Rodrigo De Paul may start ahead of Angel Di Maria; Sergio Aguero could lose his place to Lautaro Martinez. Renzo Saravia is almost certain to step out of the starting line-up after a calamitous display that saw both goals come from down the exposed flank of the new Porto right-back.
One player, however, is most definitely out of contention, to a point where he appears the forgotten man of the Albiceleste squad. Paulo Dybala is once more relegated to the substitutes' bench, a place he looks set to occupy for quite some time as the result of his inability to play alongside not one, but rather both of the world's current football superstars.
“What I'm about to say will seem strange, but playing with Messi in Argentina is a little difficult.” Those words, uttered in the heat of the World Cup qualifying campaign at the start of 2017, have hung like a millstone round Dybala's neck since.
How, precisely, could sharing a pitch with perhaps the greatest player the game has ever seen prove a challenge? Dybala's candour has come back to haunt him every time he has taken the field alongside Messi and failed to deliver; but those sub-standard performances have proven him exactly right.
The Juventus and Barcelona stars are indeed extremely similar on the pitch, each preferring to bore in from the right-hand side and switch to their favourite left, as well as favouring neat, short touches while in possession before whipping the ball at goal.
Argentina's experiments with both Messi and Dybala in the starting line-up have been few and generally unsuccessful, with neither player willing – or perhaps able – to adapt their game to accommodate the other.
Leo is Leo, of course, and Dybala merely a very good forward, leaving little doubt over who must give way in the face of that conflict.
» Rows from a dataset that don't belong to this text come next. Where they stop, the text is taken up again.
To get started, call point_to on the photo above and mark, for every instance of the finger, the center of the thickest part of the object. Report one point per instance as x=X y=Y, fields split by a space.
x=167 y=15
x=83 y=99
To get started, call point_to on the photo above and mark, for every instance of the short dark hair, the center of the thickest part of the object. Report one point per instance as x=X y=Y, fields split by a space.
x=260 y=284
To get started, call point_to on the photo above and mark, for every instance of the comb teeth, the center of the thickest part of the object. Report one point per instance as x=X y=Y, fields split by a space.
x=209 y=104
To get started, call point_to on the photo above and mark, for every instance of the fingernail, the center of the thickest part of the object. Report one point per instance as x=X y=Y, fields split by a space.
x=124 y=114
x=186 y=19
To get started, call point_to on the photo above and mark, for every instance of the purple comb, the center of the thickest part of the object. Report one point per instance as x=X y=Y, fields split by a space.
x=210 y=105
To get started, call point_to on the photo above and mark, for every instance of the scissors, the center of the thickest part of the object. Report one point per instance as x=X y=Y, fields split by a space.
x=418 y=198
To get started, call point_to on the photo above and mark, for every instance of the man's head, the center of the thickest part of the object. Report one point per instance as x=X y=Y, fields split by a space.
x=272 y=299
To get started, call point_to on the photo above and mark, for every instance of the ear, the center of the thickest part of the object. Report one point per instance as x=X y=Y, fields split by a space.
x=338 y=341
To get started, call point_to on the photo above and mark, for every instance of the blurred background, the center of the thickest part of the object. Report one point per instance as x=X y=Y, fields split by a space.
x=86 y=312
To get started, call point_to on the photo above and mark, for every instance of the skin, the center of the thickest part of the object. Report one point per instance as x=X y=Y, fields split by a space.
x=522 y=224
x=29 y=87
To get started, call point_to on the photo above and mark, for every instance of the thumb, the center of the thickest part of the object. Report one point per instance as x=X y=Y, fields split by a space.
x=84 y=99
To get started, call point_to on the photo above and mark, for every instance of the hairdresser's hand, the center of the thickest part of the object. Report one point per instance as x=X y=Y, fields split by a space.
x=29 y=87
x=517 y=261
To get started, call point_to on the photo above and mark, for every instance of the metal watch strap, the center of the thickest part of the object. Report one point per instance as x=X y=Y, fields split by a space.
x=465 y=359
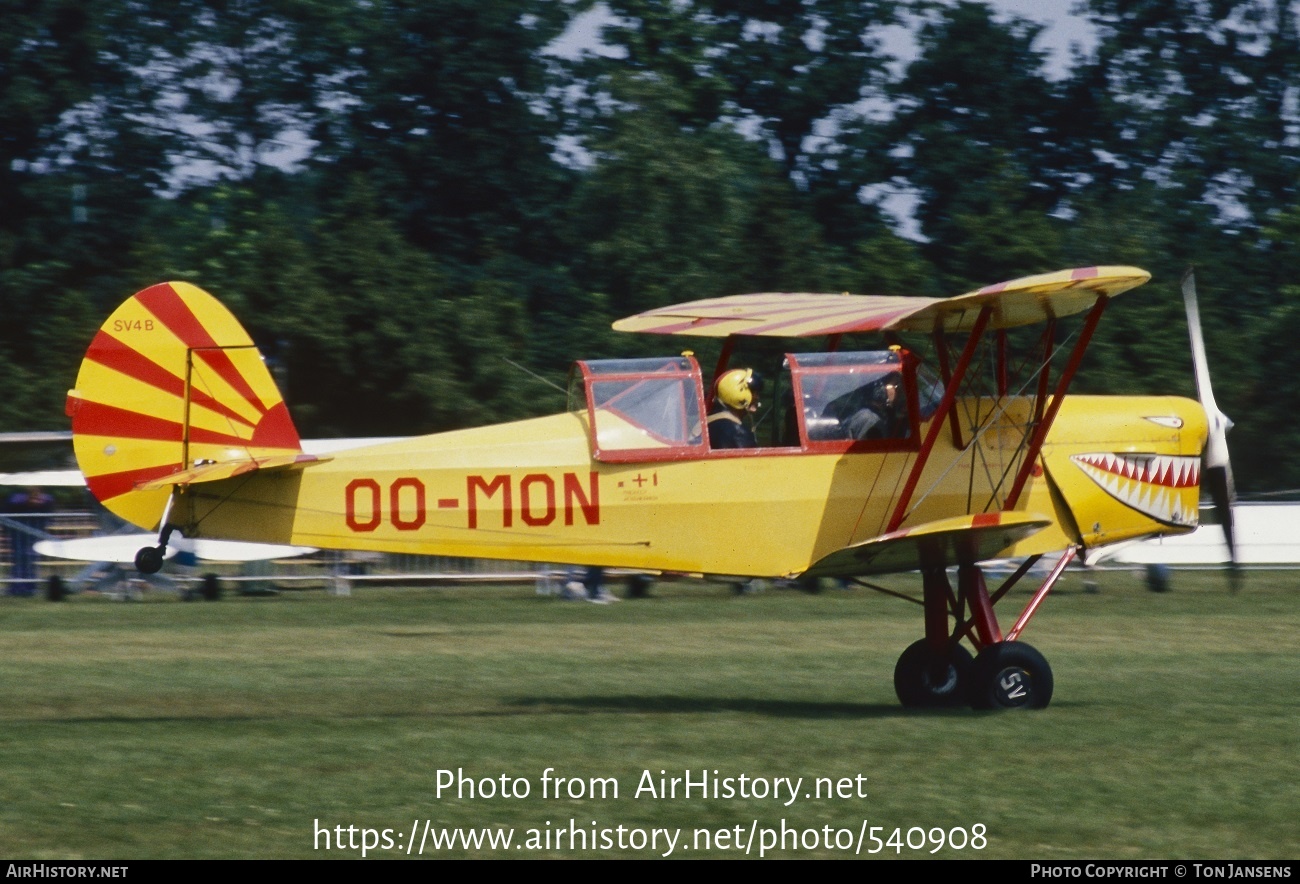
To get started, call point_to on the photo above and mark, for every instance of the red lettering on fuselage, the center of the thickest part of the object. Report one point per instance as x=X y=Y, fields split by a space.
x=416 y=519
x=537 y=501
x=376 y=516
That is why at the age of 25 the Cordoba native has just 20 international caps to his name, most of those short cameos off the bench or in non-competitive fixtures, and one solitary goal scored in a friendly against Mexico in 2018.
Even worse for the player, the arrival of Cristiano Ronaldo at Juventus marked the second elite superstar he has failed to gel with.
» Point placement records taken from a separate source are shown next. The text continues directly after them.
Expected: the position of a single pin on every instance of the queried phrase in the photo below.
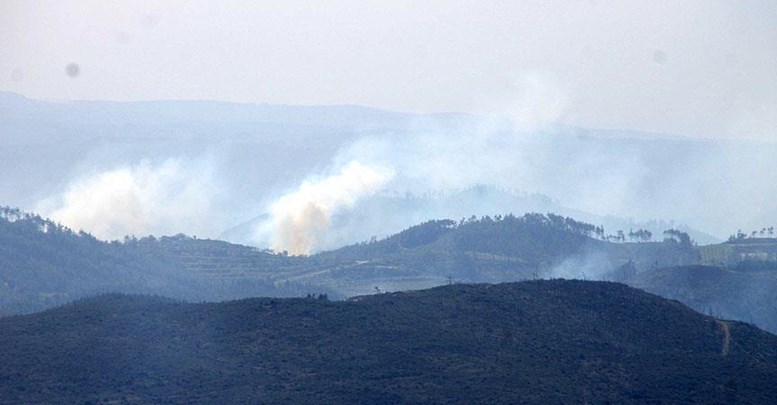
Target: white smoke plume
(172, 197)
(299, 218)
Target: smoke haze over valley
(444, 201)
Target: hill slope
(531, 342)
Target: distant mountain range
(531, 342)
(252, 153)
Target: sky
(694, 68)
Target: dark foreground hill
(530, 342)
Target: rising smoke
(299, 219)
(173, 196)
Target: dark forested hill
(530, 342)
(43, 264)
(747, 291)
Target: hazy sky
(705, 68)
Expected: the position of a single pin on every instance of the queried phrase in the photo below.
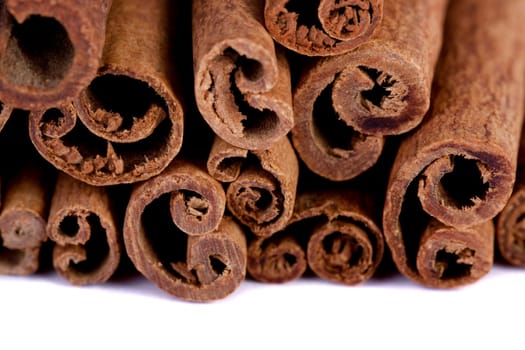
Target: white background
(43, 311)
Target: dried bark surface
(345, 244)
(263, 184)
(84, 227)
(459, 167)
(127, 126)
(344, 105)
(206, 261)
(323, 27)
(49, 50)
(23, 221)
(242, 83)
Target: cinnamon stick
(49, 51)
(242, 82)
(459, 167)
(127, 125)
(510, 233)
(83, 225)
(263, 184)
(324, 27)
(23, 220)
(204, 262)
(345, 244)
(344, 105)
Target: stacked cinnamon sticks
(311, 137)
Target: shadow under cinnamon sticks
(242, 81)
(456, 172)
(345, 105)
(324, 27)
(127, 125)
(50, 51)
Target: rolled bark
(206, 261)
(345, 244)
(263, 184)
(344, 105)
(510, 229)
(83, 225)
(459, 167)
(242, 83)
(23, 220)
(49, 51)
(323, 27)
(127, 125)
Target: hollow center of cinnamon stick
(129, 98)
(451, 265)
(39, 53)
(464, 184)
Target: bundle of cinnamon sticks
(212, 141)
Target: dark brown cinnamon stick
(459, 167)
(510, 229)
(242, 83)
(127, 125)
(49, 50)
(324, 27)
(263, 184)
(23, 221)
(206, 263)
(345, 244)
(381, 88)
(83, 225)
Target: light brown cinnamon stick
(263, 184)
(459, 167)
(23, 221)
(206, 263)
(510, 229)
(344, 105)
(49, 50)
(242, 83)
(323, 27)
(345, 244)
(83, 225)
(127, 125)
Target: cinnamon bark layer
(49, 50)
(510, 229)
(23, 221)
(345, 244)
(83, 225)
(344, 105)
(242, 83)
(323, 27)
(459, 167)
(206, 261)
(263, 184)
(127, 125)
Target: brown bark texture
(344, 105)
(23, 220)
(127, 126)
(49, 50)
(204, 262)
(323, 27)
(242, 82)
(83, 225)
(457, 170)
(344, 242)
(263, 184)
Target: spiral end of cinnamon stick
(323, 28)
(50, 51)
(510, 231)
(345, 252)
(276, 259)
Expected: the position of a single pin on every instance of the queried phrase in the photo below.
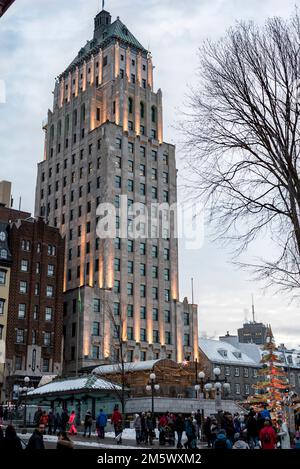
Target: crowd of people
(252, 430)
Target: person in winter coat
(11, 441)
(239, 442)
(190, 432)
(116, 421)
(88, 423)
(222, 442)
(36, 441)
(179, 428)
(64, 442)
(64, 420)
(267, 436)
(72, 429)
(101, 423)
(57, 423)
(50, 422)
(137, 425)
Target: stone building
(34, 326)
(104, 145)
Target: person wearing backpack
(222, 441)
(268, 436)
(88, 422)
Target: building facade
(104, 145)
(33, 342)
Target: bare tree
(242, 141)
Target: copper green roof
(115, 31)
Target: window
(186, 340)
(130, 267)
(154, 293)
(49, 291)
(142, 291)
(2, 303)
(24, 265)
(155, 314)
(168, 338)
(23, 287)
(96, 329)
(186, 319)
(22, 311)
(143, 312)
(47, 339)
(20, 336)
(130, 311)
(49, 314)
(2, 277)
(95, 352)
(117, 309)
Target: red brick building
(35, 313)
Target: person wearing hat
(239, 442)
(88, 423)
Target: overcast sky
(38, 40)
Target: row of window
(23, 289)
(47, 337)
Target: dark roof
(115, 31)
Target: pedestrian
(64, 442)
(268, 436)
(137, 425)
(57, 423)
(71, 422)
(64, 420)
(50, 422)
(101, 423)
(222, 442)
(36, 441)
(149, 428)
(297, 440)
(179, 428)
(37, 416)
(239, 442)
(198, 419)
(11, 441)
(116, 421)
(207, 431)
(44, 419)
(190, 432)
(1, 414)
(88, 423)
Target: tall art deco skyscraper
(104, 139)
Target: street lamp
(152, 386)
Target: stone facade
(104, 139)
(35, 309)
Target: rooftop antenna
(253, 311)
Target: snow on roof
(75, 384)
(218, 351)
(129, 367)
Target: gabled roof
(86, 383)
(214, 349)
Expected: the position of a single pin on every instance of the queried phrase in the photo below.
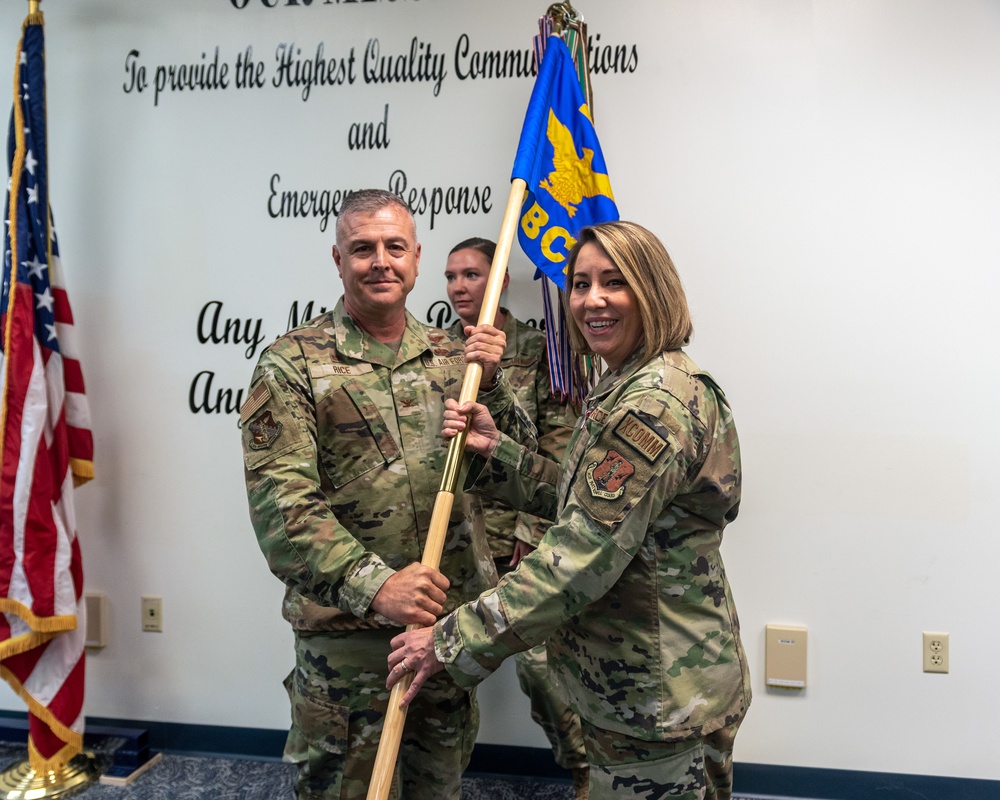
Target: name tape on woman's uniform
(641, 437)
Dybala's fantastic first three seasons in Turin were built on a fluid partnership with either Mario Mandzukic or Gonzalo Higuain, who departed last year.
With Higuain, Dybala often played in the hole in a 4-2-3-1 system or as a support striker. He would supply the ammunition but he also linked up well with Pipita, scoring a memorable winner at Wembley against Tottenham in 2018 from a Higuain through pass.
Mandzukic, meanwhile, is a striker who prefers to put in the hard yards outside the area and contribute to his team's overall effort to grabbing the glory himself.
Dybala and Mandzukic also proved supremely effective, delivering three consecutive Scudetti while cementing the young Argentine's reputation as one of the world's most promising players.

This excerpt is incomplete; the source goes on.